赤ちゃんが喜ぶからと、テレビやビデオを長時間見させるお母さんが多いとききます。確かにテレビを見せていれば、赤ちゃんはそれに集中してくれるため、楽ではあります。しかし赤ちゃんが好むからと、テレビを見せすぎるのには問題があります。

実は赤ちゃんが言葉を中心としてさまざまなことを学ぶのは、言葉とその言葉に対する反応を関連つけることによる記憶の積み重ねであることがわかっています。ところがテレビの場合、情報は一方通行で流されます。大量の情報を与えるものの、赤ちゃんは自らの反応を相手に見てもらうことができません。このことから、コミュニケーション能力促進に対する刺激にはなりません。

しかしそれでは、まったく効果がないかというとそんなことはありません。たとえば、「お母さんといっしょ」を始めとした幼児番組では、多くの童謡を扱っています。踊りを交えた歌の時間も多くあります。少し動けるようになる赤ちゃんは、これらの番組を見ることがとても好きなものです。

ですから、お母さんは赤ちゃんに対して、常にテレビを見せるのではなく、幼児番組の鑑賞時間を決め、その時間にのみテレビを子どもに見せてあげると良いわけです。日々の限定された時間の中であれば、赤ちゃんは集中して様々なことを吸収してくれるはずです。

育児語の是非について考える

お母さんやお父さんが赤ちゃんに語りかける際には、意識せずとも声高で抑揚のついた独特の話し方になるかと思います。これをマザーリーズ(母親語)と呼びます。

マザーリーズは、赤ちゃんとのコミュニケーションには不可欠なものといえます。なぜなら、マザーリーズによる語りかけには、赤ちゃんがより耳を傾ける傾向にあることがわかっているからです。ですから、赤ちゃんに語りかける際には、笑顔でゆっくりと、声高で抑揚のついた話し方を心がける必要があります。

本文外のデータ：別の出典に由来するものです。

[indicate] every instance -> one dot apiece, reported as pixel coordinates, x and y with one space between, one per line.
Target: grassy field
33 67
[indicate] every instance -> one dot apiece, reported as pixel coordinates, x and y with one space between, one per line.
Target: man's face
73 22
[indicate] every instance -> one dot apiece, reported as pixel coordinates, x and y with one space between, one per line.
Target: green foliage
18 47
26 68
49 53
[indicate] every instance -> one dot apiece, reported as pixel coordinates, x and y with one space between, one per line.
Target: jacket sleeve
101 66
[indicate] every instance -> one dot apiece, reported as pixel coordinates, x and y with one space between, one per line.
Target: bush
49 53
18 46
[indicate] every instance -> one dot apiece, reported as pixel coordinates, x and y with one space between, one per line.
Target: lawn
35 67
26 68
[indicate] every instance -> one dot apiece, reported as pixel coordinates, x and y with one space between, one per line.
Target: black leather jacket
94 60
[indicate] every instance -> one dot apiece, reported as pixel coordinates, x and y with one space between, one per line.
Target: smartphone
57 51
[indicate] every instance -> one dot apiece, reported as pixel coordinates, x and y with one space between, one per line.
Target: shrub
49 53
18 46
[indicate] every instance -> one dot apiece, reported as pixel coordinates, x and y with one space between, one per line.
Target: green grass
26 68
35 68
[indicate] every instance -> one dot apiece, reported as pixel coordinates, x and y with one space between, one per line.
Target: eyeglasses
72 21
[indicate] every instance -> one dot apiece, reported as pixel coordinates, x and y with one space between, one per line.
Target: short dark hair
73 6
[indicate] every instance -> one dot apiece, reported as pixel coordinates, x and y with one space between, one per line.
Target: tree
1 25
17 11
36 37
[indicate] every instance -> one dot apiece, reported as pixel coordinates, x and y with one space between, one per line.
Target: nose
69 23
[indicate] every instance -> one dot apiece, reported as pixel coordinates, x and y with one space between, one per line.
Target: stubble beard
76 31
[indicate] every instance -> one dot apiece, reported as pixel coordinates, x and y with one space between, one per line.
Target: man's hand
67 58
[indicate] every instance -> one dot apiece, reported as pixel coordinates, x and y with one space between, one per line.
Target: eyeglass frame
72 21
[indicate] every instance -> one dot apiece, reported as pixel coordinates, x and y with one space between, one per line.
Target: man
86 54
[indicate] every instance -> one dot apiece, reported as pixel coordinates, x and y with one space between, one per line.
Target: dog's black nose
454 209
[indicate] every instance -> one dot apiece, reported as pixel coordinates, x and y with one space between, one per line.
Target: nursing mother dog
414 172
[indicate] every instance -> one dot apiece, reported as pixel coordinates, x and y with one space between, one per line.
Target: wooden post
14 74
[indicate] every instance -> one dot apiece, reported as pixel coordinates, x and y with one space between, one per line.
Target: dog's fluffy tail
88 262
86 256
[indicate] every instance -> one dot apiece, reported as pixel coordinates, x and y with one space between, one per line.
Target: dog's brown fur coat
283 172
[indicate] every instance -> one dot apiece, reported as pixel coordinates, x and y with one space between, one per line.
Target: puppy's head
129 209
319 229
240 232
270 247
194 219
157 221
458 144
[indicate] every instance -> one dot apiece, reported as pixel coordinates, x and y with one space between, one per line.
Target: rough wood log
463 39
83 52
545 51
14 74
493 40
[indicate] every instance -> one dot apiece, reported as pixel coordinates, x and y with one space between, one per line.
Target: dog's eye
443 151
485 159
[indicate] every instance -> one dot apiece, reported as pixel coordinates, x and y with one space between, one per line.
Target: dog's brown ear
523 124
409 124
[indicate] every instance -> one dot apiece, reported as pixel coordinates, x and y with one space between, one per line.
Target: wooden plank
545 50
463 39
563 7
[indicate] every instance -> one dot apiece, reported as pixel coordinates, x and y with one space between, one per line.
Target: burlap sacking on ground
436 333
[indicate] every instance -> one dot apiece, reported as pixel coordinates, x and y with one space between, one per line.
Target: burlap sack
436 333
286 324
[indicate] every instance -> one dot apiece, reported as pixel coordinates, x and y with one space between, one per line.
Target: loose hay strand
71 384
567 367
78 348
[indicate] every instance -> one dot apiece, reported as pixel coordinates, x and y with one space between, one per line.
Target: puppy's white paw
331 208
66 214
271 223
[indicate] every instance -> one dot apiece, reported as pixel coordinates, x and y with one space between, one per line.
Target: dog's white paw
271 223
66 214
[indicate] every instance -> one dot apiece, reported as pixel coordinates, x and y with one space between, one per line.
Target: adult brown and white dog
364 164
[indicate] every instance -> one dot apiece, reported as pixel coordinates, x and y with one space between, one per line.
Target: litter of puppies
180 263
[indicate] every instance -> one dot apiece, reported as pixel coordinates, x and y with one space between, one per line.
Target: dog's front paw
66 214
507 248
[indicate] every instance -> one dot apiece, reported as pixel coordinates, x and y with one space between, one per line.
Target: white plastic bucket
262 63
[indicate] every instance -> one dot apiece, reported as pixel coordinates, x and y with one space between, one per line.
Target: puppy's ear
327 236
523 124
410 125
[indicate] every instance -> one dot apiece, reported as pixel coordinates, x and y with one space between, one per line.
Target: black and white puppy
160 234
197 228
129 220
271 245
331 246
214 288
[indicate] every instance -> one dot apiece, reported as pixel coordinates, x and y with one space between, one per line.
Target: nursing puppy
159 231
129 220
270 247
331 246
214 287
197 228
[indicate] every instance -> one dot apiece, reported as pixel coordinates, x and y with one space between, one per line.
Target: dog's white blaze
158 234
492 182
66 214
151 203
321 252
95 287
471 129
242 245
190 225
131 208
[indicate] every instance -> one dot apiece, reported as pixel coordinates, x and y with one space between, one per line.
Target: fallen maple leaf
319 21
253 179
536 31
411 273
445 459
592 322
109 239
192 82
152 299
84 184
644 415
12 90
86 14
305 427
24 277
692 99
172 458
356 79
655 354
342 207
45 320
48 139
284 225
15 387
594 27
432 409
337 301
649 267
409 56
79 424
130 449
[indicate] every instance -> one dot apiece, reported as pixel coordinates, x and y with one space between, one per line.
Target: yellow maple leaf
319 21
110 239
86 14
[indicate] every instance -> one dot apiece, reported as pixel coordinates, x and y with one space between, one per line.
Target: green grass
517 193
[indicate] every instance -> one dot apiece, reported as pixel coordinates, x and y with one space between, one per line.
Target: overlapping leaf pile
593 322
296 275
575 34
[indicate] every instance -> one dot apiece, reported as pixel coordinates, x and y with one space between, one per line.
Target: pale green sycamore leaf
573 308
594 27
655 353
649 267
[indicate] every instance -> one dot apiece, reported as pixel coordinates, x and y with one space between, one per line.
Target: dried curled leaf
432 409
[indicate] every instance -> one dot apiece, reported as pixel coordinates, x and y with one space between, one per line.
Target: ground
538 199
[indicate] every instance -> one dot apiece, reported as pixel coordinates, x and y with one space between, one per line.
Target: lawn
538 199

また、会話の中に「ねんね」「まんま」「あんよ」などの幼児語を多用する傾向にありますが、これについては是非が問われる所です。多用したとしても、後に正しい言い方に置き換えていけばよいので、とりあえずはコミュニケーションを優先したほうが良いという考えがある一方で、マザーリーズは不可欠であるものの、幼児語の多用は無意味という説もあります。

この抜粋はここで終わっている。